Well, just the backgrounds, but it’s still scary. We’ve been making this game for so long — and it’s already so nice — that it’s hard to imagine that we could do better. But we will try, by going into …. [extremely Rod Serling voice] the third dimension.

We have a vision, of a bigger world, one that is grander and more distant. We want to always be reminding you that you’re flying a plane high above it all, for god’s sake!

It is still in progress, but here’s a mid-progress status report. We spent a few weeks making concept art, and we’re a little over a week into implementing it in the game. Check out this early concept which started this whole thing off. It’s heavy on the canyons, which pull you in and add to the feeling of motion. We spent a fair bit of energy figuring out how walls might be plausibly attached to the ground yet also visibly tall enough to reach the planes. This concept proved that it could be done in a way that read even in a still image (knowing that it’ll do even better in motion!). Xavier, our new lead artist, worked hard to make the terrain fit into a mid-range of value, so that bullets and planes always stand out against it.

The camera’s angle has been increased, from the 45 degree isometric view, to a 60 degree perspective view. Switching to a perspective camera is a sea change! One concern was that it would impact gameplay: would it be harder to aim, or see where bullets are approaching you from? There’s a few factors that help. The higher camera angle flattens things out in the plane of combat. We’re also using a low FOV, which compresses in the same way a telephoto lens does. In action, things feel about the same, so we’re confident we can continue without RUINING EVERYTHING. We’re still gonna keep our eye on it because often things feel different after we get used to them.

We’re going with this low-poly style, which (thus far) only uses vertex coloring, with lights and shadows. Very traditional, in many ways! The individual pieces are quite large, very much in keeping with the massive installations they represent. And then we put them on the ground in the distance so they get all wee again. But not that wee, really. The parallax also makes your plane seem to fly faster, even though we didn’t change those numbers at all. Illusions!

And the mist! Though it’s been in the concept since the beginning, we really had a breakthrough in the implementation when we figured out how to get a diffuse height-based mist going, and saw how nicely it smoothed out the contrast and gave a deep sense of depth. Tall things loom out of it impressively.

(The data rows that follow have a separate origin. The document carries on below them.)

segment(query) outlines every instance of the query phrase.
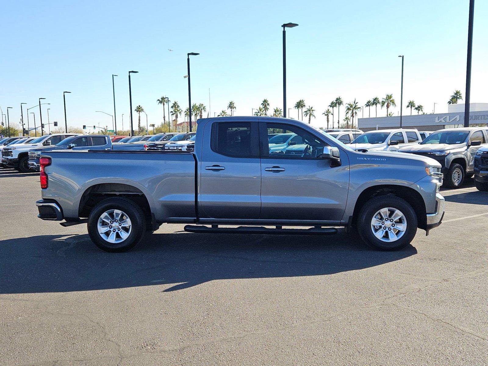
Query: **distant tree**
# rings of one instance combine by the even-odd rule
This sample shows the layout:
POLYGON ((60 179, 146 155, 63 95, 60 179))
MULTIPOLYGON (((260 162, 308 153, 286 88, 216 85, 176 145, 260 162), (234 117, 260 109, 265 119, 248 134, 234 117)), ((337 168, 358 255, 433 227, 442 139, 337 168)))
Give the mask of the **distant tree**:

It’s felt good to dive into these engine features and cackle over how complex our graphics options are gonna get. We’re going to work on one area (a lowlands area) until we feel like it’s complete — a vertical slice — and then make art for every other area in the game, of which there are dozens. We’re using a new tiling algorithm that requires 4 times fewer assets than the old (you can rotate meshes in ways that you can’t rotate a sprite), so even though one mesh takes longer to make than the equivalent sprite, we hope to see similar levels of productivity, and maybe even be faster!

We’ve still got a bunch of work before we’re happy with the vertical slice. Color adjustments, asset placement, asset creation, lighting changes, fog perturbation technology, frustum culling. All good band names, and also things we’re doing in the short term to get this show on the road.

I hope everyone is doing well out there. We’ve missed you.